Mending in Practice
The history of mending and mending techniques in my practice has become a more specific facet of my ongoing interest in the gendering of fine art vs. craft throughout the centuries. The detailed hand stitching of mending scars naturally display the intimate relationship and innate sustainability humans used to have with their clothes. The very act of mending a textile today becomes a form of resistance in itself: resistance to the relationship- or lack thereof- we have with our belongings we are so quick to discard. When one actively chooses to mend a garment, saving it from the landfill, a relationship is thus formed. ‘Darn it’, like any mending act, looks to intervene in the rapid death cycle of consuming clothing today, and to help foster deeper relationships with one's objects as a whole.
Darn it! At Textile Arts Center2022-Present
Mending is a form of resistance. Coming together at the Textile Arts Center on the first Sunday of each month, we explore this intervention through the act of mending our precious textiles: forming relationships with our clothes, objects, and with each other. Darn it! Is hosted by Martina Cox, Hekima Hapa and Kate Sekules.

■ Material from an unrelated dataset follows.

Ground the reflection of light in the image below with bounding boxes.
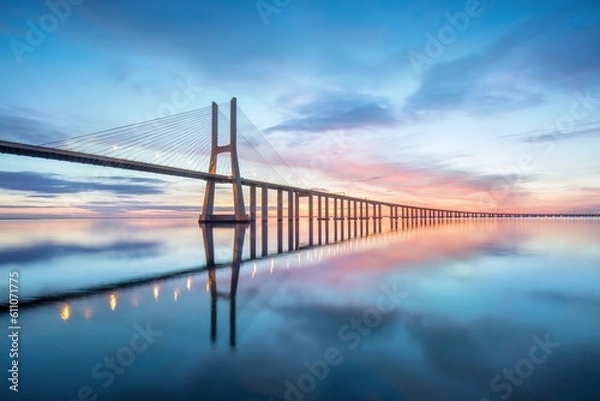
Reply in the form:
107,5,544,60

This is an informal workshop, where people of all ages, walks of life and hand-sewing skill-level come together to share a table, mends, and in turn so much more. Coming on 4 years running in 2026, this gathering has become a special third space, a community. So many friendships, bonds, and connections have been born here at Darn it.
New York is desperate for more third spaces, it is what used to make up the very fabric of this city, and Darn it! Is our way to start to mend, in every sense of the word, this gap.

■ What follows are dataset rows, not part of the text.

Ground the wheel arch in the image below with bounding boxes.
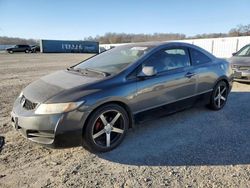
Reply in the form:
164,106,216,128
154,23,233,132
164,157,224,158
82,100,134,135
213,76,230,89
208,75,230,111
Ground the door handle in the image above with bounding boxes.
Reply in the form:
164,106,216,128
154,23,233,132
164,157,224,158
185,72,196,78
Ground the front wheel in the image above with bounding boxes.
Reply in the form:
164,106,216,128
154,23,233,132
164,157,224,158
208,81,229,110
83,104,129,152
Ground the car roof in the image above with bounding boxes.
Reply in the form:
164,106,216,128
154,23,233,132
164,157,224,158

Mending with Tatter Blue Research LibrarySeptember 2025
Come this September, I will be joining Tatter Blue Research Library as part of their 6-part mending series to teach an online course on mending. This lesson will be looking at mending through a more creative lens- and finding opportunities for composition, color and celebration through highlighting the very part of the textile in need of mending.
This is my first iteration of a more formal, instruction-based lesson (rather than the more free-form aspect of mending club) and am excited to start integrating these types of lessons into future programming for Darn it!